King bridled last year when four-time Iditarod champ Doug Swingley from Lincoln, Mont., observed that no one over 50 had ever won the race. And he responded to that challenge by becoming the oldest ever to win.

A year later, he was confessing just how hard it is to win four times.

"It's tough as hell ... as opposed to someone who's not supposed to have won it, who wants it that bad, who has a magical run.

"OK, there's a fairy tale ending for you,'' he said.

King wasn't expecting to have much of a role in that ending. He was even sounding a bit like a man who just wanted the race to be over.

"I'm very anxious to see my mom down in Palm Springs (Calif.) when I'm done with this,'' he said. "She's now very old and frail. It reminds me of that children's book.

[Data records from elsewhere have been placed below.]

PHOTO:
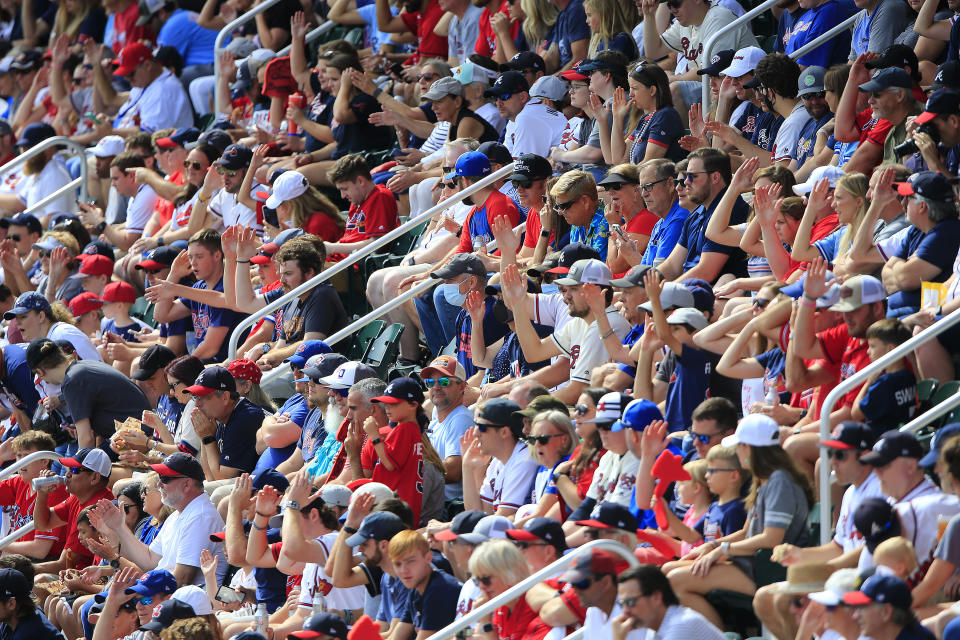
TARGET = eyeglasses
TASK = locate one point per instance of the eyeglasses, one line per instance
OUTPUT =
(541, 440)
(649, 186)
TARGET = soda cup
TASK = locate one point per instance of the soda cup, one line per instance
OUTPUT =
(295, 100)
(48, 481)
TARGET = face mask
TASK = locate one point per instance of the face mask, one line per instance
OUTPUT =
(451, 293)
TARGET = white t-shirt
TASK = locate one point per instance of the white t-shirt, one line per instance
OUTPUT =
(536, 129)
(186, 533)
(509, 485)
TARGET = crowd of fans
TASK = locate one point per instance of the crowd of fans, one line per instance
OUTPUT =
(633, 309)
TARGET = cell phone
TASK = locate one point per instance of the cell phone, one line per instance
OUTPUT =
(226, 595)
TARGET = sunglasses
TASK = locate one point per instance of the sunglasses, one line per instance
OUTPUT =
(541, 440)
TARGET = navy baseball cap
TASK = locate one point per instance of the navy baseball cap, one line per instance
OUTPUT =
(307, 349)
(154, 582)
(213, 379)
(381, 525)
(29, 301)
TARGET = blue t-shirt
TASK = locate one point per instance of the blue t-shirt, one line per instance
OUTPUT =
(296, 408)
(237, 439)
(890, 401)
(193, 42)
(693, 238)
(571, 26)
(436, 607)
(665, 234)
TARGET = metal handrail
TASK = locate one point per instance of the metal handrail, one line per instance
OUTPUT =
(823, 37)
(358, 255)
(553, 569)
(846, 385)
(221, 36)
(712, 40)
(56, 141)
(310, 37)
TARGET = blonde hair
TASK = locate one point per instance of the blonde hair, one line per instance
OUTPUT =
(500, 558)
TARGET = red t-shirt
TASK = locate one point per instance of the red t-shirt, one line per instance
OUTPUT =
(18, 498)
(421, 24)
(474, 226)
(68, 511)
(850, 353)
(487, 37)
(404, 445)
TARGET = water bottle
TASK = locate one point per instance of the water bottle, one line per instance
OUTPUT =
(263, 619)
(48, 481)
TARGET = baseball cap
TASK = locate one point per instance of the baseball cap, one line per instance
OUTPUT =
(159, 258)
(213, 379)
(673, 296)
(84, 303)
(348, 374)
(471, 164)
(638, 415)
(153, 582)
(689, 316)
(443, 87)
(306, 350)
(153, 359)
(463, 522)
(549, 87)
(235, 157)
(509, 83)
(888, 78)
(401, 389)
(170, 611)
(89, 458)
(444, 366)
(893, 445)
(132, 56)
(322, 623)
(94, 265)
(940, 438)
(591, 271)
(541, 528)
(719, 62)
(829, 172)
(876, 520)
(108, 146)
(932, 185)
(487, 528)
(756, 430)
(851, 436)
(598, 562)
(177, 465)
(883, 590)
(381, 525)
(744, 61)
(858, 291)
(119, 291)
(810, 80)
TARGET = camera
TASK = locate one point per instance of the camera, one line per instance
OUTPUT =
(909, 146)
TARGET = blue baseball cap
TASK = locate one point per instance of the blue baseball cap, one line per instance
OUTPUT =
(471, 164)
(306, 349)
(29, 301)
(638, 414)
(154, 582)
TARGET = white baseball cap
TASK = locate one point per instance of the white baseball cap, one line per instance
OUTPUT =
(744, 61)
(757, 430)
(108, 146)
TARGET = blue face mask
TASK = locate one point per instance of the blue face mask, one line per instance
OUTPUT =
(451, 293)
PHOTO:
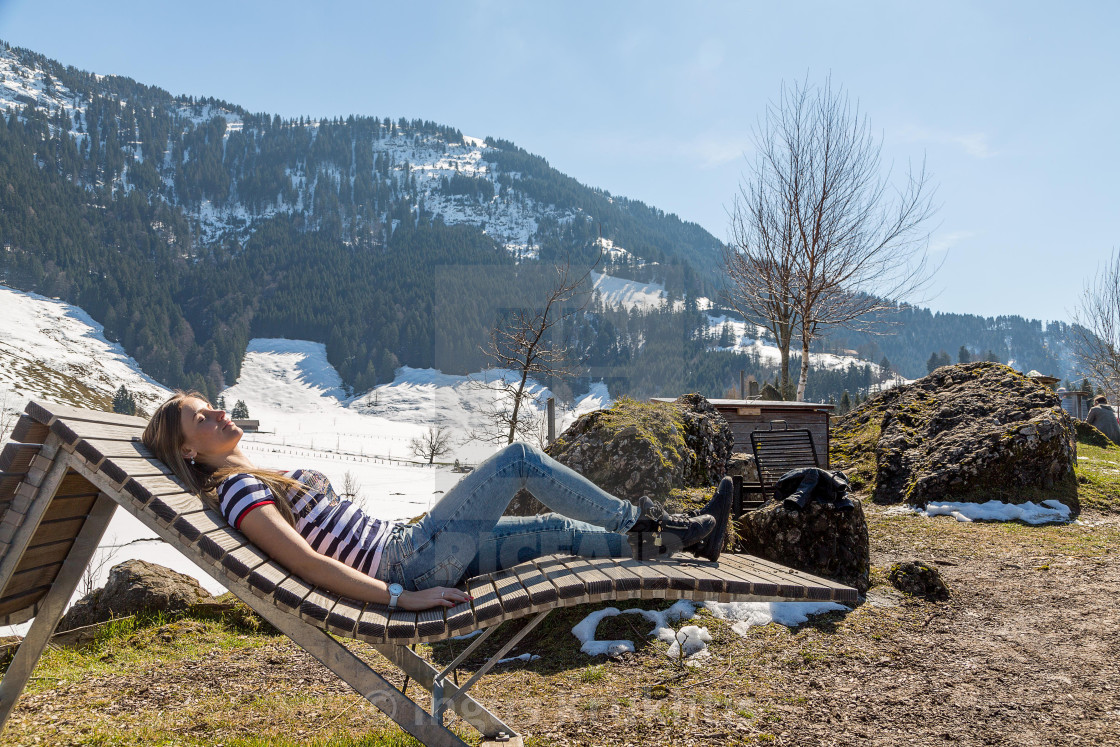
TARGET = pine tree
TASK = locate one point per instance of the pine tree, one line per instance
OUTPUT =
(123, 402)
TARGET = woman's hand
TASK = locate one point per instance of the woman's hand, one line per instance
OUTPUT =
(437, 596)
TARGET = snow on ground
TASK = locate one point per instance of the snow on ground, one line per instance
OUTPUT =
(690, 642)
(56, 352)
(749, 614)
(992, 511)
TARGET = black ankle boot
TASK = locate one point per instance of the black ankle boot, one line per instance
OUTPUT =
(659, 534)
(720, 509)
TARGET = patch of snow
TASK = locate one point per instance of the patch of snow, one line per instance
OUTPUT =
(746, 615)
(1050, 512)
(522, 657)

You know that children's book? 'I'll love you forever; I'll love you always.'

"She's one tough old bird. Now she's more old than she is tough. But I know I got (the Iditarod drive) from her. My dad is a good-natured guy. My mom's reasonably good-natured over the years, but she's more tough than good-natured.''

King is tough too. So is Buser.

Pantywaists don't do well in the Iditarod. More people have made it to the summit of Mount Everest than have made it from Anchorage to Nome in this race, and in 34 previous races, only 17 different mushers have passed first under the burled arch that marks the finish line in Nome.

Two of them were named Mackey -- Lance's father, Dick, in the Iditarod's only photo-finish in 1978, and Lance's half-brother, Rick, in 1983, both wearing bib No. 13, the same number Lance drew this year.

With Lance and his team bearing down on White Mountain Monday night, it looked like another Mackey might be getting ready to join the select group of Iditarod champs.

Daily News Outdoor editor Craig Medred can be reached at cmedred@adn.com.

When will 35th Iditarod Trail Sled Dog race end?

Leader Lance Mackey of Fairbanks checked into Elim at 5:55 p.m. and left at 6:01 p.m. Monday.

Last year, champion Jeff King arrived in Elim at 10:15 p.m. Monday and left at 10:23.

That puts this year's leader more than four hours ahead of last year's pace when King crossed the finish line shortly after midnight early Wednesday morning. If Mackey's pace holds up, this year's race should finish before 7 p.m.

During the last five Iditarods, average time from Elim to White Mountain was 6:17 -- the slowest, 7:17. If Mackey matches the average, it will put him in White Mountain at 12:18 a.m. today.

There he will take a mandatory eight-hour rest, putting him back on the trail around 8:20 a.m. The average time over the last five years of the final stretch run from White Mountain to the finish line was 10:18 (the fastest was 8:57, the slowest, 11:47).

If Mackey matches the average -- and the other assumptions hold true -- he'll cross under the burled arch before 7 p.m.

Iditarod 35 has its first dead dog

A dog in the team of veteran Iditarod musher Karen Ramstead of Perryvale, Alberta, died at the Grayling checkpoint on Monday, Iditarod officials said. It was the first dog to perish in this year's race.

The dog was part of Ramstead's team of purebred Siberian Huskies. Ramstead, 41, is the first musher to compete in and complete the Iditarod with a team of Canadian Kennel Club (CKC) registered Siberians. Behind those dogs, she finished the 2001, 2004 and 2006 races.

When the dogs aren't racing or training for Iditarod, Ramstead sometimes competes with them in dog shows.

She was so shaken by the death of one of them that she scratched from the race. She told race officials she wanted to be with her family to grieve the loss. She could not be reached for comment.

Ramstead is widely known for her love of classic huskies, which she breeds at her kennel in Alberta.

Last year, four dogs died during the Iditarod, the same number as in 2005.

Ramstead was 46th among the 63 teams left in the race when the dog perished. The dogs that died last year were also concentrated among teams in the middle to the back of the Iditarod pack. Race veterinarians have no firm idea of why.

An examination of Ramstead's dog is scheduled to determine a cause of death.